Adam Nagourney has written an "analysis" of the ... well, he calls it a "sharp dispute" between Barack Obama and Howard Dean. I hope the president is on the beach without his laptop or other access to the Times. Howard Dean has enough of a sense of humor to give this kind of crap a miss.
It's not that the disagreement doesn't exist. It's just that certain words and phrases used by both media and politicos now are red flags shouting, "We can't figure this out and we don't know how to dig our way out of Washington-speak. So let's just grab a headline instead."
Here we are in the final hours of the worst and most humiliating decade for America that most of us have experienced. Even as we should be emerging from its thrall we continue to be tugged back by Washington-speak -- including Washington's journos who use words and phrases so old and smelly they must have already been dead for at least half a decade.

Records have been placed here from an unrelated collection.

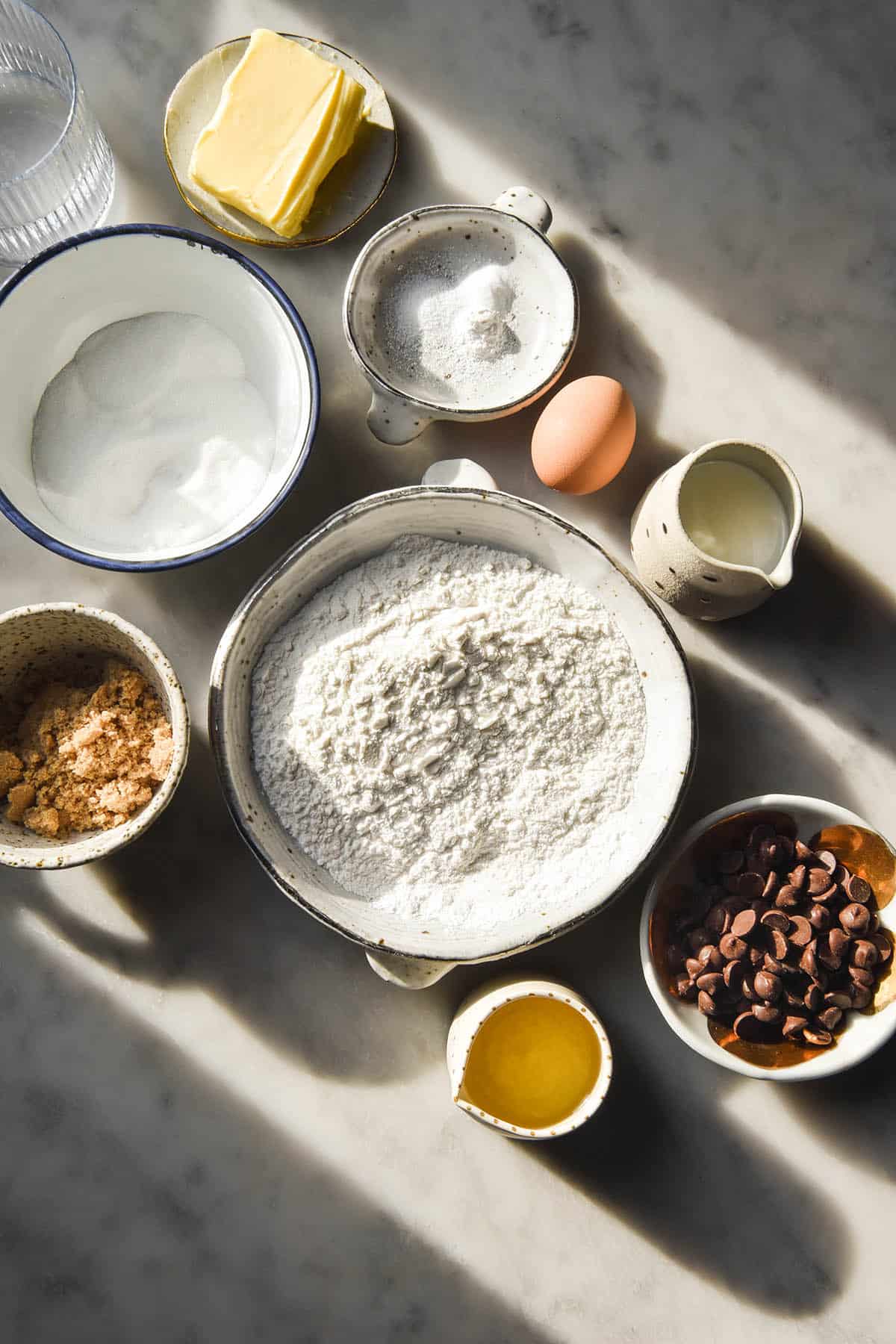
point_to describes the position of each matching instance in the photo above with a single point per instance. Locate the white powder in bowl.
(453, 732)
(152, 440)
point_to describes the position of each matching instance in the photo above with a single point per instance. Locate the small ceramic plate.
(346, 195)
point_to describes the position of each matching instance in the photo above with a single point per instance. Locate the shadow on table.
(668, 1156)
(829, 638)
(215, 921)
(146, 1199)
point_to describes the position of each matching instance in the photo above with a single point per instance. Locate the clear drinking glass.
(57, 174)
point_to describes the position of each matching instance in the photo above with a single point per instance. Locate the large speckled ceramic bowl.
(46, 640)
(411, 951)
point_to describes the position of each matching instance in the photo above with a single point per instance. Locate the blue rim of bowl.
(193, 240)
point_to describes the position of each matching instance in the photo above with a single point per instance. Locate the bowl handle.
(408, 972)
(527, 206)
(393, 420)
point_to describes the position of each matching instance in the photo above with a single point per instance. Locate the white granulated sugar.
(452, 732)
(457, 336)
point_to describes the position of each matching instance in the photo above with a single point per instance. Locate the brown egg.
(583, 436)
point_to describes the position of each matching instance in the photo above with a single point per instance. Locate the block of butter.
(284, 119)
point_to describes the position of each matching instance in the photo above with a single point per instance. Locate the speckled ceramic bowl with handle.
(865, 1031)
(432, 250)
(49, 640)
(414, 952)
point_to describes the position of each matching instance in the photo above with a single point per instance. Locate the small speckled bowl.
(46, 640)
(473, 1014)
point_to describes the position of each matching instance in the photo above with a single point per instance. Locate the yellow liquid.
(532, 1062)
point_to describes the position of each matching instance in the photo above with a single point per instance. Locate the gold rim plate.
(347, 194)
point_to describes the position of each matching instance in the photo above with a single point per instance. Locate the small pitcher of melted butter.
(529, 1058)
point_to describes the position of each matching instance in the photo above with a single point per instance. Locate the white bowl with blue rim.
(82, 285)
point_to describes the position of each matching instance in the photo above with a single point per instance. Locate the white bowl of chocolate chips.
(768, 939)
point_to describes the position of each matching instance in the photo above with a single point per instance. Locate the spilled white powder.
(152, 438)
(453, 732)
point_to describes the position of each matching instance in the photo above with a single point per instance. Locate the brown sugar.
(87, 759)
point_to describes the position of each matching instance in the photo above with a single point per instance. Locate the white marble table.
(217, 1124)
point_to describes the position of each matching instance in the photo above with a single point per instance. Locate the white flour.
(452, 732)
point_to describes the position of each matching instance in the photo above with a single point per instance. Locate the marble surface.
(217, 1122)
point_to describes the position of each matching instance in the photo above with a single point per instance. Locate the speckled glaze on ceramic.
(512, 231)
(346, 195)
(480, 1006)
(864, 1034)
(46, 640)
(415, 952)
(676, 570)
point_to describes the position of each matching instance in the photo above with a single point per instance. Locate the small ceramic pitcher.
(673, 567)
(472, 1015)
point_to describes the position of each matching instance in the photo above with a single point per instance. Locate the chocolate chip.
(684, 987)
(884, 947)
(839, 941)
(817, 1036)
(808, 961)
(729, 862)
(747, 1027)
(785, 848)
(837, 999)
(818, 880)
(801, 932)
(857, 889)
(731, 947)
(734, 974)
(777, 944)
(827, 956)
(768, 987)
(711, 959)
(855, 918)
(718, 920)
(750, 886)
(864, 953)
(743, 924)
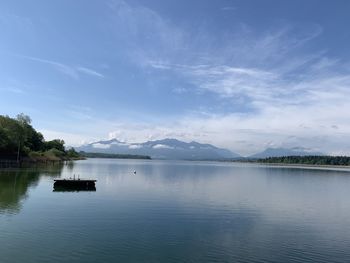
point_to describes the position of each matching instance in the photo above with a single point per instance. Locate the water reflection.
(15, 183)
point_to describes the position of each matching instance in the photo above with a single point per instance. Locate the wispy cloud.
(71, 71)
(289, 95)
(90, 72)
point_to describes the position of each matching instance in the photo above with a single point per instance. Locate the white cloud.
(135, 146)
(71, 71)
(101, 146)
(90, 72)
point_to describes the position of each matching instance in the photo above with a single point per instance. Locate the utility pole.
(19, 144)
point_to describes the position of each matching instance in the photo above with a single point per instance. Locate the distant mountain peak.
(168, 148)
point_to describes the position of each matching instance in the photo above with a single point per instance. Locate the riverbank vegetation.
(20, 141)
(310, 160)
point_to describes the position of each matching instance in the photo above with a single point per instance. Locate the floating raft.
(74, 185)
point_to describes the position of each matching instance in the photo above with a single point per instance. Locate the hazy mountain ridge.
(161, 149)
(179, 150)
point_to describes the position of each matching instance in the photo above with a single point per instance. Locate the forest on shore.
(310, 160)
(20, 141)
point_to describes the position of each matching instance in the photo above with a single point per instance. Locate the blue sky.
(244, 75)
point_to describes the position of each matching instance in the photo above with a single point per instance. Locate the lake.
(175, 211)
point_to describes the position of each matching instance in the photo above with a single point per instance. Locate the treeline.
(19, 140)
(114, 156)
(314, 160)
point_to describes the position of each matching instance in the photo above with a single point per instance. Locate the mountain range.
(161, 149)
(176, 149)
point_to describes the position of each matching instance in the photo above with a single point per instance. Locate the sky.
(243, 75)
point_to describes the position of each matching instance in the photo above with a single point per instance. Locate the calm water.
(176, 212)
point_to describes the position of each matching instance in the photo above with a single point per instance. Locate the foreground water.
(175, 212)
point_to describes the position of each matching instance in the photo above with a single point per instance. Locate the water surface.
(175, 211)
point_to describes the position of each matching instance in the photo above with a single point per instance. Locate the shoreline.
(299, 165)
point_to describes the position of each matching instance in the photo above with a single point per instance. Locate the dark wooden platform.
(74, 185)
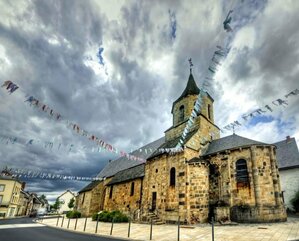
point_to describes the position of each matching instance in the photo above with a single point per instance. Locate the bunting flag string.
(34, 102)
(51, 145)
(24, 173)
(260, 111)
(219, 55)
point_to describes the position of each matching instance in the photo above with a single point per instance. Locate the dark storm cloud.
(55, 76)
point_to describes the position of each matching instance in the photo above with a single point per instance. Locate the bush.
(73, 214)
(295, 202)
(106, 216)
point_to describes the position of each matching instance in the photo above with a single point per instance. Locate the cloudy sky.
(115, 67)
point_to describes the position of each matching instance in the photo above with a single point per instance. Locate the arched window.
(209, 111)
(132, 189)
(242, 172)
(172, 176)
(181, 113)
(111, 191)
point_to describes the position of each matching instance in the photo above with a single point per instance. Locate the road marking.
(27, 225)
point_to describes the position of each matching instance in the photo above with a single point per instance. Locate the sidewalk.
(243, 232)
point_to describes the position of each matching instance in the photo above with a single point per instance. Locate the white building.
(288, 164)
(64, 199)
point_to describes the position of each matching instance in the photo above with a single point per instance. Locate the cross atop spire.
(190, 63)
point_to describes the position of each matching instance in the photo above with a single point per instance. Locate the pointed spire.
(190, 63)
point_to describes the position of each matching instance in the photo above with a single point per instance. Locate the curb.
(86, 233)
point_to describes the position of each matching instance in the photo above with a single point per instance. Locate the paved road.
(24, 229)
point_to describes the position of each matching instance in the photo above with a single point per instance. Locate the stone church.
(230, 178)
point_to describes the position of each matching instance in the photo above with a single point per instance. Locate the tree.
(71, 204)
(56, 205)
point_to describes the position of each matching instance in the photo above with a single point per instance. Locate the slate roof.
(90, 186)
(128, 174)
(123, 163)
(287, 154)
(5, 177)
(230, 142)
(171, 144)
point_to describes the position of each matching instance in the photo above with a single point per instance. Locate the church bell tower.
(182, 108)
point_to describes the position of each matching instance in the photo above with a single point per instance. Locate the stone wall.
(261, 190)
(245, 214)
(121, 196)
(289, 184)
(157, 180)
(83, 201)
(198, 192)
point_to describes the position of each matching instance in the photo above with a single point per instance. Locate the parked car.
(33, 214)
(42, 212)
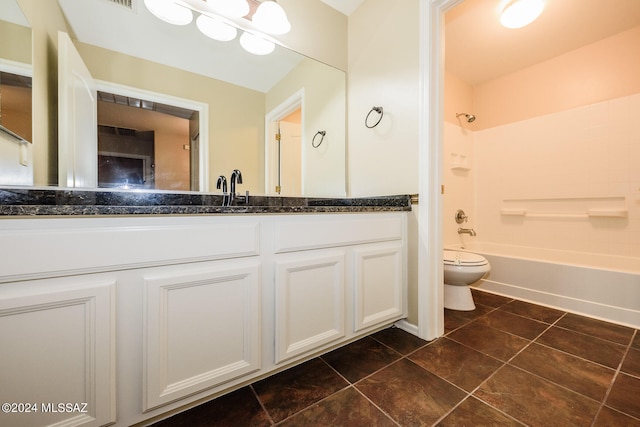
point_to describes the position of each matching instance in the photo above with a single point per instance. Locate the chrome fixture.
(470, 231)
(221, 19)
(470, 117)
(236, 177)
(222, 182)
(461, 216)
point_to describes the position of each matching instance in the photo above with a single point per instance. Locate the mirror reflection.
(229, 94)
(15, 97)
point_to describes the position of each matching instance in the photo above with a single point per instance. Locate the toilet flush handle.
(461, 216)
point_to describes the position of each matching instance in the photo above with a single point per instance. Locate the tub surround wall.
(599, 286)
(459, 174)
(556, 169)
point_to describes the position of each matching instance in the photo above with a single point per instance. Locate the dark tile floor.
(506, 363)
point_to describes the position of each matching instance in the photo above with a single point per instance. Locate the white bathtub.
(601, 286)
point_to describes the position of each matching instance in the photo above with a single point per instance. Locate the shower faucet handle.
(461, 216)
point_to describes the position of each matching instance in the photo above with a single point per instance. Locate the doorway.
(284, 148)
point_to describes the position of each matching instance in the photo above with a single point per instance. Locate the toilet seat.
(463, 259)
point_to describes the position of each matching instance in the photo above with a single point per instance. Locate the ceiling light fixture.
(519, 13)
(220, 19)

Examples: "battle an entrenched establishment"; "Mr. Dean denounced it as a sell-out while Mr. Obama heralded it as an historic breakthrough"; "the roots of the ideological breach"; "this White House, stocked as it is with insiders"; "who has long had strained relations"; "entrenched special interests"; "long-time feud"; "whip up the public"; "come under fire on a number of fronts"; "enlist his network of grass-root supporters"; "consequences for the 2010 elections"; "stinging attack"; "focus on what this bill is and not what it isn’t"; "what an enormous landmark achievement it is, progressive achievement".
Mind you, not all of these were the words of Adam Nagourney. Some cliches came from the mouths of familiar Washington babes, including "progressives."
Is there such a thing as progress when every aspect of it is defined by weary pundits, dead phrases, and media drum beaters? Or, to put it another way, we know we can't trust the media, but can we entrust progress to progressives?